Morgan is fine, especially on the ingenious "Anti Climax" and in his muted solo on Calvin Massey's "The Cry of My People," a song that recaptures the brooding atmosphere of Coltrane's "Spiritual" and "Alabama." But the star of this session is pianist Cedar Walton, a terribly underrated musician who belongs right up there with such acknowledged greats of hard-bop piano as Wynton Kelly, Sonny Clark, and Hampton Hawes. Together with Sproles, Walton gives varied, imaginative underpinning to the album's often sparse, open harmonies, creating the sharply defined textures so essential to the "Blue Note sound." Walton's solo on "The Sixth Sense," which includes a beautiful bit of interplay with Higgins, shows that Walton had already perfected the combination of lyricism and bite that most of today's neo-hard-bop pianists appear to be still striving for.

The obscure tenor saxophonist Frank Mitchell, with his well-balanced mid-sixties Hank Mobley-like, Coltrane-plus-funkiness sound, also claims his share of solo space on the album. (Mitchell died, perhaps from the kind of causes that jazz musicians of a certain generation are reluctant to talk about; I suspect so because I recently asked Cedar Walton and Jackie McLean what happened to him, and they were reluctant to talk about it.) Mitchell also appears on the CD's three previously unreleased tracks, which reissue producer Michael Cuscuna calls the only "releasable" results of an otherwise "abysmal" Morgan date from 1968. The three 1968 performances have a thicker rhythmic quality than the ones from the earlier session, due especially to the complexity of bassist Mickey Bass, and also to pianist Harold Mabern's stabbing comping style and tendency to land behind the beat.

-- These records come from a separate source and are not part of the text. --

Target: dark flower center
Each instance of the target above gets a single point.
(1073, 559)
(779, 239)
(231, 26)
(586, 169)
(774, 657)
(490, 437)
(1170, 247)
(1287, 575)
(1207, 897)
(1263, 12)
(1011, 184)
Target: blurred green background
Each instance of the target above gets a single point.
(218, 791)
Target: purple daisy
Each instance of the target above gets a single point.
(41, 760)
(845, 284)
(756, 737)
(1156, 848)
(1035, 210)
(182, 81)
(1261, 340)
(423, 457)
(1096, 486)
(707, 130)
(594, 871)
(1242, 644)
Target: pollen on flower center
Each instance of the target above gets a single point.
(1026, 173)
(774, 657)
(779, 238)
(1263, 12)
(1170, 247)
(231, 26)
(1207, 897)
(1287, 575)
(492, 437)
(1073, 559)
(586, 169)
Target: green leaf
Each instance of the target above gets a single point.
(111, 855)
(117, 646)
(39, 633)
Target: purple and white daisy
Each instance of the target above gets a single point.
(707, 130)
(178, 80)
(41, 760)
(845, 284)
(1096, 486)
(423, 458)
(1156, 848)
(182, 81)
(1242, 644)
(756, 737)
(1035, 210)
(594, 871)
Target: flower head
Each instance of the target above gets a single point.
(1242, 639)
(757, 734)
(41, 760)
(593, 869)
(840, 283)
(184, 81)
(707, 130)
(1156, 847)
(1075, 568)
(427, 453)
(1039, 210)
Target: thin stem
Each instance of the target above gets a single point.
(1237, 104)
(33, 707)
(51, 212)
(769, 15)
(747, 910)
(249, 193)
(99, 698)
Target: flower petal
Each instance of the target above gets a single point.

The existence of an "abysmal" Lee Morgan session suggests another thought. It's difficult to talk about records like The Sixth Sense, The Witch Doctor, and Roots & Herbs without, on the one hand, seeming to overvalue them from enthusiasm for the idiom and for the players' styles, or, on the other, making them insignificant by reducing them to idiomatic and stylistic examples. One is in danger of becoming the pathetic and unwilling hackworker of one of the most unproductive of all critical tasks: contriving to set up an artificial balance between history and appreciation. It's better to love the aesthetic object, to see nothing but it at the moment when one talks about it, and in this way to refuse connoisseurship and spurn the aloof embrace of measure. At the same time, the innocence of a pre-intellectual relationship to the object would be an empty pose. One is left asserting, rather helplessly but also with a certain confidence, the primacy of the pleasure the object gives, a pleasure that the act of talking about the object would perpetuate.